Maine need immigrants
At Mano en Mano’s annual meeting on April 7, 67 people from Down East Maine signed the following statement in support of immigrants. I am sharing this statement with the broader community in honor of the Day without Immigrants on May 1, a national action to highlight the contributions of immigrants in every aspect of our society.
“We the undersigned believe that immigrants and farmworkers are an integral part of our community. We recognize that in places like Washington County, where the population has been shrinking for decades, the economic, cultural and social contributions of immigrants are particularly invaluable. We strive for an even stronger and more inclusive Downeast Maine, knowing that our future will be brighter together. And we agree to stand in solidarity with immigrants and farmworkers here in Maine and throughout the United States today and every day. Si se puede.”
Mano en Mano
School nurses critical
On May 10, the Maine Association of School Nurses recognizes school nurses by celebrating National School Nurse Day as a way to foster a better understanding of the role of school nurses in the educational setting.
Parents should be able to send their children to school with the peace of mind that they will remain healthy, safe and ready to learn. Given that today’s children face more chronic health illnesses — asthma, diabetes, food allergies, mental health — than ever before, we take our role as a licensed, professional school nurse very seriously. Our knowledge, assessment skills and judgment help ensure we can provide quality health care to children guided by the principles in the Framework for the 21st Century School Nurse developed by the National Association of School Nurses.
School nurses take on a variety of roles every day. For many children, we are the only health professional they may have access to, except in emergencies. This becomes even more important as the prevalence of chronic social, emotional and other health problems keep increasing. We help develop, implement and monitor individualized health care plans for these students.
It seems like common sense that healthier students are better learners. Evidence-based research in fields ranging from neuroscience and child development to epidemiology and public health support this argument. Our elected officials must invest in programs and services that seek to improve the health and well-being outcomes of all children.

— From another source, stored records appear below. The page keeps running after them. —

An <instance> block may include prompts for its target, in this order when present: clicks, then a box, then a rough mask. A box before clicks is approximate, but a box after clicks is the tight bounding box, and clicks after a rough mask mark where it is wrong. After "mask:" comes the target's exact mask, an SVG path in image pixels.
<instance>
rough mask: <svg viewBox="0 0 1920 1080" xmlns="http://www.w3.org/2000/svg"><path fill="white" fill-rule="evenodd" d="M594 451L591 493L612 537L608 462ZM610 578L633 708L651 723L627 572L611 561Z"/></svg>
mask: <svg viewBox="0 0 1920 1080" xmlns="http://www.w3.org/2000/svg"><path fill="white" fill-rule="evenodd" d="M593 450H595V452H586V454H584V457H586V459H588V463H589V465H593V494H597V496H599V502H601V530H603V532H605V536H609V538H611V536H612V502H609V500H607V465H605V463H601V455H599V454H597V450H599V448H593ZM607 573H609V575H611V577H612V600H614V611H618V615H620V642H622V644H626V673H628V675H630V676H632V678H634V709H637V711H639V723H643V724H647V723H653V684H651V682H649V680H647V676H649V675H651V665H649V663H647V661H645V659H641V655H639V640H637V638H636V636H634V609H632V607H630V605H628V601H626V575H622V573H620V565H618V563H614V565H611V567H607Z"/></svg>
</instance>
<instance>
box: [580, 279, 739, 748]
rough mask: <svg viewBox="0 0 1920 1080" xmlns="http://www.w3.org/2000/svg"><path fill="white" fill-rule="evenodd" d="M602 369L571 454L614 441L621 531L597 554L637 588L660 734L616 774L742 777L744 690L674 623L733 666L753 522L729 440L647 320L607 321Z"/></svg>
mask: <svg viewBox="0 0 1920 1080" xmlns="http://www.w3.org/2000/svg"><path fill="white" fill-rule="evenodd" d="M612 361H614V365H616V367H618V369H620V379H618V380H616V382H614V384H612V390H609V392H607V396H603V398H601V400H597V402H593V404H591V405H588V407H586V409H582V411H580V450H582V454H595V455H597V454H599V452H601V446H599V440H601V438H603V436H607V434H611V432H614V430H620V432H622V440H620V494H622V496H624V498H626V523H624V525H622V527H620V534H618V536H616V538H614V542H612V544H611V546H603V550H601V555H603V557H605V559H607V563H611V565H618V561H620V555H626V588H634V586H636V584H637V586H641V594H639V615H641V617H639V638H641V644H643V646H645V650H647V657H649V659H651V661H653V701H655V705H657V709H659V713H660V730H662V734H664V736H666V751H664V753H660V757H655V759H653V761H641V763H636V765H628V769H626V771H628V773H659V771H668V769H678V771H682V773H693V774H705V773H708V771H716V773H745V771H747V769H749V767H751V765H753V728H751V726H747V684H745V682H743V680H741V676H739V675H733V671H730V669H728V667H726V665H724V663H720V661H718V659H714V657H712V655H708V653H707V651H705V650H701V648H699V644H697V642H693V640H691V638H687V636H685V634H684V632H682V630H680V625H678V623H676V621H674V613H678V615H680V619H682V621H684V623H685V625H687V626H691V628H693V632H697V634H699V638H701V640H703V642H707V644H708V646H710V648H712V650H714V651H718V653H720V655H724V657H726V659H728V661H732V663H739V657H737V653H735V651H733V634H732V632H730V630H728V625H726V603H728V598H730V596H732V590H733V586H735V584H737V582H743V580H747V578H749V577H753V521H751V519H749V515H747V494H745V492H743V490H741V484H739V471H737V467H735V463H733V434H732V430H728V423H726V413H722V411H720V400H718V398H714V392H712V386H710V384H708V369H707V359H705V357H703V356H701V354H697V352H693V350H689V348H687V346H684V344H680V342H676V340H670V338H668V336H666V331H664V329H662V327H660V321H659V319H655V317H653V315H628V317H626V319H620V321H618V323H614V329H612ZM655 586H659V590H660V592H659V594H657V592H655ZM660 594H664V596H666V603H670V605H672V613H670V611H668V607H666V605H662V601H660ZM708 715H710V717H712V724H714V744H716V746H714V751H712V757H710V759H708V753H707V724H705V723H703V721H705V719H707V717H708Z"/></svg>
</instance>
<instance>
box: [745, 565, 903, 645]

National Association of School Nurses
Waldo County supports solar
I was very pleased to learn of Rep. Seth Berry’s bill, LD 1373, An Act To Protect and Expand Access to Solar Power in Maine. At a Waldo County candidates’ forum at Belfast’s Hutchinson Center last fall, many candidates voiced support for solar power, including Reps. Stanley Paige Zeigler Jr., Erin Herbig and Maryanne Kinney.
A similar bill, LD 1649, was passed last year, then vetoed by Gov. Paul LePage. Reps. James Gillway and Herbig and Senate President Mike Thibodeau were among the supporters. During two House attempts to override the veto, it failed to garner the necessary two-thirds majority on the second round by three votes. Reportedly, several opposing Republican representatives avoided the vote in an office.
Among those absent for the second vote was Kinney, though she had voted to override the veto the first time around. Having voiced her support for solar power in Maine on her Facebook page and at the candidate’s forum, she took issue with subsequent criticism that she had intentionally ducked out during the final vote. As she explained on Facebook, she received an urgent text from her mother
With LD 1373, she can show her constituents that she truly does support solar power in Maine. This bill is a chance to create jobs, lower energy costs, and align with other states in our region. I am proud of our Waldo County legislators, and I hope the rest of the state will follow suit.